[Tex/LaTex] Integral sign not covering entire fraction

Question

I have a case where I'm showing an integral of a fraction, but the integral sign doesn't stretch down to cover the entirety of the fraction:

This results from the following MWE:

\documentclass{article}
\usepackage{amsmath}

\begin{document}

\begin{equation*}
    \frac{3Q}{2\pi z^2} \displaystyle\int\frac{1}{\left( 1 + \dfrac{x^2 + y^2}{z^2} \right)^{\frac{5}{2}}}
\end{equation*}

\end{document}

The way I'm used to writing integrals looks more like this:

This question describes using packages like bigints and mtpro2 to scale the integral size. However, these appear to scale the integral sign relative to the location of the fraction's horizontal bar, which would not be the desired result here. Is there a way to get the integral to stretch to cover the entire fraction, as shown above? Also, I'd like to be able to set limits of the integration as well as the indefinite integral.

Note to the mathematicians out there – if I am violating some sort of typesetting convention with my request, please let me know. I'm not particularly well-versed with the convention used in mathematical circles for this sort of thing.

Answer 1

It is very uncharacteristic to typeset an integral sign uncentered at horizontal math axis. All variable-with math elements like braces, big operators etc are centered in traditional typography.

But if you wish such behaviour then, of course, it is possible. TeX is flexible. You can try the following macros, where \flexibleint macro is created. Usage is:

\flexibleint_a^b {integrand}   or    \flexibleint {integrand}

The integrand must be in braces.

\def\tmp#1 #2\relax{#1}
\setbox0=\hbox{$\xdef\intfont{%
    \expandafter\tmp\fontname\textfont3\expandafter\space\space\relax}$}
\font\tmp=\intfont\space at10pt\relax
\setbox0=\hbox{$\textfont3=\tmp \displaystyle \int$}
\dimen0=\ht0 \advance\dimen0 by\dp0 \divide\dimen0 by10 
\xdef\intsize{\the\dimen0}

\def\dividedimen (#1/#2){\expandafter\ignorept\the
   \dimexpr\numexpr\number\dimexpr#1\relax
   *65536/\number\dimexpr#2\relax\relax sp\relax
}
{\lccode`\?=`\p \lccode`\!=`\t  \lowercase{\gdef\ignorept#1?!{#1}}}

\def\flexibleint{\def\fxintL{}\def\fxintU{}\futurelet\next\fxintA}
\def\fxintA{\ifx\next_\expandafter\fxintB\else\expandafter\fxintC\fi}
\def\fxintB_#1{\def\fxintL{#1}\fxintC}
\def\fxintC{\futurelet\next\fxintD}
\def\fxintD{\ifx\next^\expandafter\fxintE\else\expandafter\fxintF\fi}
\def\fxintE^#1{\def\fxintU{#1}\fxintF}
\def\fxintF#1{\begingroup
   \setbox0=\hbox{$\displaystyle{#1}$}%
   \dimen0=\ht0 \advance\dimen0 by\dp0
   \setbox1=\hbox{$\vcenter{\copy0}$}%
   \font\tmp=\intfont\space at\dividedimen(\dimen0/\intsize)pt
   \lower\dimexpr\dp0-\dp1\hbox{%
      $\textfont3=\tmp \displaystyle\int_{\fxintL}^{\fxintU}$}
   \box0
   \endgroup
}

$$
  X = \sum_{i=0}^\infty 
      \flexibleint_a^b {u\over {\displaystyle v + {\strut x\over y}}}
$$

\bye

How it works: First, the fontname of \textfont3 (where \int sign is expected) is extracted at 10pt size (into \intfont) and the \int in \displaystyle at 10pt is measured (in \intsize).
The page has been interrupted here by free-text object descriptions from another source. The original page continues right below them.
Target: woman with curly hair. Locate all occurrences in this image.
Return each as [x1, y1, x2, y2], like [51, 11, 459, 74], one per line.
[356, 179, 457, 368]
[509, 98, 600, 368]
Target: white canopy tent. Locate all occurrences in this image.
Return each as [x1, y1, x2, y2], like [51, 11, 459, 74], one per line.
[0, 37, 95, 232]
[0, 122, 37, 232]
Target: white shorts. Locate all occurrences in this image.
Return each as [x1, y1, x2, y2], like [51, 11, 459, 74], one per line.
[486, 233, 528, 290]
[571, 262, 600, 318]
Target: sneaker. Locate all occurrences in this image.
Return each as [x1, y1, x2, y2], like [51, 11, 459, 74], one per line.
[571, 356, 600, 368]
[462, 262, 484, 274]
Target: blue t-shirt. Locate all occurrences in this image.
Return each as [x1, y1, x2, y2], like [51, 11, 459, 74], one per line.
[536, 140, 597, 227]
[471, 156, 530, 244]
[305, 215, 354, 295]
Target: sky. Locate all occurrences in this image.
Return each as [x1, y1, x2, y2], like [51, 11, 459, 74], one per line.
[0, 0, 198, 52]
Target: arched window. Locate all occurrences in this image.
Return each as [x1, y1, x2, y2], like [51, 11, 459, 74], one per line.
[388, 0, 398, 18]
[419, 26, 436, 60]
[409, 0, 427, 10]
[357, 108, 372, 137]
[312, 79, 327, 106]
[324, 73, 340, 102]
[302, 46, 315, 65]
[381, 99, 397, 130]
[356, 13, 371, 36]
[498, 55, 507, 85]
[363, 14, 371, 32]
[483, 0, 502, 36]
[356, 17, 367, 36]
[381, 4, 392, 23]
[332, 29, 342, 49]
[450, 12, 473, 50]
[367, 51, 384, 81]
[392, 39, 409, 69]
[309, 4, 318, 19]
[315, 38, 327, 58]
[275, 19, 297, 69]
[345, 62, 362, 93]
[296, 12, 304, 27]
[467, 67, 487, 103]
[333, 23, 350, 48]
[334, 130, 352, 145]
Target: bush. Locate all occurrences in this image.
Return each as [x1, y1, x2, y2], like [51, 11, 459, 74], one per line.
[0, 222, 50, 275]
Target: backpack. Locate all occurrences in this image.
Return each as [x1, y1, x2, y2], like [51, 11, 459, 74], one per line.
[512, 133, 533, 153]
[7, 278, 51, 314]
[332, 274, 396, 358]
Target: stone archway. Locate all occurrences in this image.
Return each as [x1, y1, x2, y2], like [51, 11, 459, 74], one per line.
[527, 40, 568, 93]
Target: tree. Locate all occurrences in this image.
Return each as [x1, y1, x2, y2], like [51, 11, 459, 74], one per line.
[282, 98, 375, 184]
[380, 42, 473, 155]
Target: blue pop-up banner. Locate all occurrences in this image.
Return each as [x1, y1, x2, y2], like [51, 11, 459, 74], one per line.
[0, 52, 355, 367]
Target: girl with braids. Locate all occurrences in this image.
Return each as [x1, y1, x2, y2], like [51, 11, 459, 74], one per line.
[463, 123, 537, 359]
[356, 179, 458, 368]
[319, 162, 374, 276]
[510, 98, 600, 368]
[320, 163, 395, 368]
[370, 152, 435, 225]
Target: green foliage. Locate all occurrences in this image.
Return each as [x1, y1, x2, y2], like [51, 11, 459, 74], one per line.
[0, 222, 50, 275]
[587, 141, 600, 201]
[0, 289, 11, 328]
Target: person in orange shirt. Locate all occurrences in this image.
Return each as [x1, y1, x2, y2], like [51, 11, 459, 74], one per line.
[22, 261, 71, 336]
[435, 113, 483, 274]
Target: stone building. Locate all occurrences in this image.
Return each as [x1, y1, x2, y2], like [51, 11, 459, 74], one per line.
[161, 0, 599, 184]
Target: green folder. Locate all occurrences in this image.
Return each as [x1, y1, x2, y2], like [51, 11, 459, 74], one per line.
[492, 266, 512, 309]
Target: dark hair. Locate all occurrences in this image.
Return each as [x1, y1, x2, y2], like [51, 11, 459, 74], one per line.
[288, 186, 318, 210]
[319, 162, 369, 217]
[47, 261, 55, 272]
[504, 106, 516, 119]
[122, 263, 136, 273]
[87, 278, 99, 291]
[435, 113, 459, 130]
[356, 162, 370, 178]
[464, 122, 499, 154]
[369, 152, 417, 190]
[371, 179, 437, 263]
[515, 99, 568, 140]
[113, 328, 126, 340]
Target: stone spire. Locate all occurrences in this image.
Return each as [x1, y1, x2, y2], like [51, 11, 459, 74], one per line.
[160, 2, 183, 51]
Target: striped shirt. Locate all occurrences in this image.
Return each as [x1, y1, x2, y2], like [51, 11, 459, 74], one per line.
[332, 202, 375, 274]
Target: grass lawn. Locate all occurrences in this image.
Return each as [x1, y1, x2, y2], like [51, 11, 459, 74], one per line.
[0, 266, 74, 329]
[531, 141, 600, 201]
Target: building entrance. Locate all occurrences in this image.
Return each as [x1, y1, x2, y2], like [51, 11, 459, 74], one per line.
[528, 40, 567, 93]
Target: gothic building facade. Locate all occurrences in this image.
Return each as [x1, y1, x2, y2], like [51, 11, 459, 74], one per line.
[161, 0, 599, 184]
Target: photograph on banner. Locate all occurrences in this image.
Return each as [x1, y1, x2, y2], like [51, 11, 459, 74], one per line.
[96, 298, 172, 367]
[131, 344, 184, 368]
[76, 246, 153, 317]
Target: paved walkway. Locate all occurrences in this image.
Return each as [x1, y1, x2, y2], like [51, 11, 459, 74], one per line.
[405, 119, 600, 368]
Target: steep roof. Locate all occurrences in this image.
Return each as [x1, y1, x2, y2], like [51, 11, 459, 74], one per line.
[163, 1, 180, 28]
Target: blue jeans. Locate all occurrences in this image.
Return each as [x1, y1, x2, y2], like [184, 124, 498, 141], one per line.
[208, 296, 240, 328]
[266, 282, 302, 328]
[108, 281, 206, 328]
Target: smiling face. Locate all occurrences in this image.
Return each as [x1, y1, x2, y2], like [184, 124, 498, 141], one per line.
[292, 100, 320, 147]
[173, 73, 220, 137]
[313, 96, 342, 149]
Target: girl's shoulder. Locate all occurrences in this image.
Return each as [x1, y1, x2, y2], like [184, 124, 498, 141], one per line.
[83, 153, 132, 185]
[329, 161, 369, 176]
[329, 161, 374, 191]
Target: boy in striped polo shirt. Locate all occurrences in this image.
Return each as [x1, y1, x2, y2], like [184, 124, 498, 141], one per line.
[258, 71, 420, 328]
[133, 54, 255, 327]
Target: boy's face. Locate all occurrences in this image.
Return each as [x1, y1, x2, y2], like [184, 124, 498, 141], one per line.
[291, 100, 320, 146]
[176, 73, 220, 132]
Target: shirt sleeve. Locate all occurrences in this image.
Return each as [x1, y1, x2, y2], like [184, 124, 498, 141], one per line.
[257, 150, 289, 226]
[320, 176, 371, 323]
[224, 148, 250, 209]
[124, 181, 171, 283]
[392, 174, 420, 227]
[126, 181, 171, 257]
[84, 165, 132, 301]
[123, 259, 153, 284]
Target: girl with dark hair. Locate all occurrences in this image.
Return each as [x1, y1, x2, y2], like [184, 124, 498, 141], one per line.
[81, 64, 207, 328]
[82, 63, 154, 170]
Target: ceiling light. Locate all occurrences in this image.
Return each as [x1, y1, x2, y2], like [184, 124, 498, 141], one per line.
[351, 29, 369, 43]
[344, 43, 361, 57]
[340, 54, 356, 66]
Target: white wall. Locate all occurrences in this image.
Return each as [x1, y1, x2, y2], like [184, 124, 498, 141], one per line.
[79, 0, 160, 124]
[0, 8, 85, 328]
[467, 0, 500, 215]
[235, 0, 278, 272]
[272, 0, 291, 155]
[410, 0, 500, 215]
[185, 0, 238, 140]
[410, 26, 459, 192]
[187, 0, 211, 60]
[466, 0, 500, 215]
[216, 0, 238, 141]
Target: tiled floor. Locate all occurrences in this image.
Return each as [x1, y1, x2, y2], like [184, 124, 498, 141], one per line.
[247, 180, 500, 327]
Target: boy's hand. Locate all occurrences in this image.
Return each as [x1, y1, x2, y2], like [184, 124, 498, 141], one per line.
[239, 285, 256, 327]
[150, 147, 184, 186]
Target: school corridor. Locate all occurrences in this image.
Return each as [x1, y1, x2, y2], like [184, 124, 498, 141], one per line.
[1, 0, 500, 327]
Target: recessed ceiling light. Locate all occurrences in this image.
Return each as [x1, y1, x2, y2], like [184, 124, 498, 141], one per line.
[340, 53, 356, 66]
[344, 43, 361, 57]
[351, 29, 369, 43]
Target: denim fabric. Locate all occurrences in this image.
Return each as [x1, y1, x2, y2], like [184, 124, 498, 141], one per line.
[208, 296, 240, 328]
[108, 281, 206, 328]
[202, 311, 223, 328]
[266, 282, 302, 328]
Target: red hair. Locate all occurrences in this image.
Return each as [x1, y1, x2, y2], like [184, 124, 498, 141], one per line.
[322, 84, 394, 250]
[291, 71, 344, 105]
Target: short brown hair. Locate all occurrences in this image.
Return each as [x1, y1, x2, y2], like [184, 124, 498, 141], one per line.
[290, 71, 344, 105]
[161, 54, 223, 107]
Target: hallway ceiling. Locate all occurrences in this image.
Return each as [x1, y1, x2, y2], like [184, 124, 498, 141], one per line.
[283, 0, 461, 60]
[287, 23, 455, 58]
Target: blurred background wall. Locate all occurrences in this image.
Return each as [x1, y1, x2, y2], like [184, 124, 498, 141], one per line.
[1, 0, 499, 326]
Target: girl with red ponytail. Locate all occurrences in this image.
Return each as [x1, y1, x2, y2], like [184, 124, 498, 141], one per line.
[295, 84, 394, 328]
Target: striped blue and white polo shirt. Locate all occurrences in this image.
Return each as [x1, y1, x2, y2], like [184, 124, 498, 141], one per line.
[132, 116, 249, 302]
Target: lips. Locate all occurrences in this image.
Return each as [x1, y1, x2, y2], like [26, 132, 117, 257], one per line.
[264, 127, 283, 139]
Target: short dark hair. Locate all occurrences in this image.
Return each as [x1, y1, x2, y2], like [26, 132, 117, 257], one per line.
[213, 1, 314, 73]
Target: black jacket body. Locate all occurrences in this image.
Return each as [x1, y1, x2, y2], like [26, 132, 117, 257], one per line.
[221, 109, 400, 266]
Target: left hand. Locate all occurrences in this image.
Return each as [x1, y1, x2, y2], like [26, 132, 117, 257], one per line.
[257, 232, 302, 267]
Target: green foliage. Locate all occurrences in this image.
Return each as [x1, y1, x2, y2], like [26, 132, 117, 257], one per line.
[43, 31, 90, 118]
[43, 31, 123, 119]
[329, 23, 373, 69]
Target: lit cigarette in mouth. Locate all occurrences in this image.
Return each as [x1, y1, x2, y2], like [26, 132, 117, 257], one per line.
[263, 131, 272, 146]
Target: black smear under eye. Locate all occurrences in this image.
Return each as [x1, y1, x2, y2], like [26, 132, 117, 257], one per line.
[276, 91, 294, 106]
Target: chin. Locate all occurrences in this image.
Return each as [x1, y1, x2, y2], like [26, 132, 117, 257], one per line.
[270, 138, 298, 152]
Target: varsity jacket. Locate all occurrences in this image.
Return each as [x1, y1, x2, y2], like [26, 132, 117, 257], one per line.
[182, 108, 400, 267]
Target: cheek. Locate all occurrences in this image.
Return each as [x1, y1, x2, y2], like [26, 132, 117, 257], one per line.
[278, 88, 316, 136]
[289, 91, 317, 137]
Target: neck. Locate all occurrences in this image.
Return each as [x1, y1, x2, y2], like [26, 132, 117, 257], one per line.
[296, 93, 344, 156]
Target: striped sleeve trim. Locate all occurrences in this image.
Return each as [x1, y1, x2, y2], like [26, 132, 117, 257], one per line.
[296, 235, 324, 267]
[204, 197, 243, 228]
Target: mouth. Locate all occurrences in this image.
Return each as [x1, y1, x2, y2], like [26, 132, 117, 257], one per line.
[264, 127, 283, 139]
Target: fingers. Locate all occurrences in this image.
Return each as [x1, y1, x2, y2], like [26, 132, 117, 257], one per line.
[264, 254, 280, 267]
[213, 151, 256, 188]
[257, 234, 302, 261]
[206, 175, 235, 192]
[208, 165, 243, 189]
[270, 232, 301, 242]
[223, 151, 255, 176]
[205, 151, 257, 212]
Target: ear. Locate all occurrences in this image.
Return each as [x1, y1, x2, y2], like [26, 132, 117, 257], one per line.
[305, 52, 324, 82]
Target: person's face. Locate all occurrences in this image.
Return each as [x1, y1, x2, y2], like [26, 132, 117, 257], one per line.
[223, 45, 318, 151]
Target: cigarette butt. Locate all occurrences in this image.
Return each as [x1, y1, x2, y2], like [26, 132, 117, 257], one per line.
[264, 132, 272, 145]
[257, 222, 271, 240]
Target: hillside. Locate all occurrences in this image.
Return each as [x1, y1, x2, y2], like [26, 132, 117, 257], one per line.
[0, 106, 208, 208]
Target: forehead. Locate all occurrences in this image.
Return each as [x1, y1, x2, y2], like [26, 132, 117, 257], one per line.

Secondly, the scanning of _a or ^b is performed using auxiliary macros \fxintA to \fxintE.

Finally, the integrand in box is measured, its vertically different positions is compared using \box0 and \box1 (the second box is \vcentered), the font for \textfont3 scaled to desired size is temporary loaded and the flexible integral is typeset.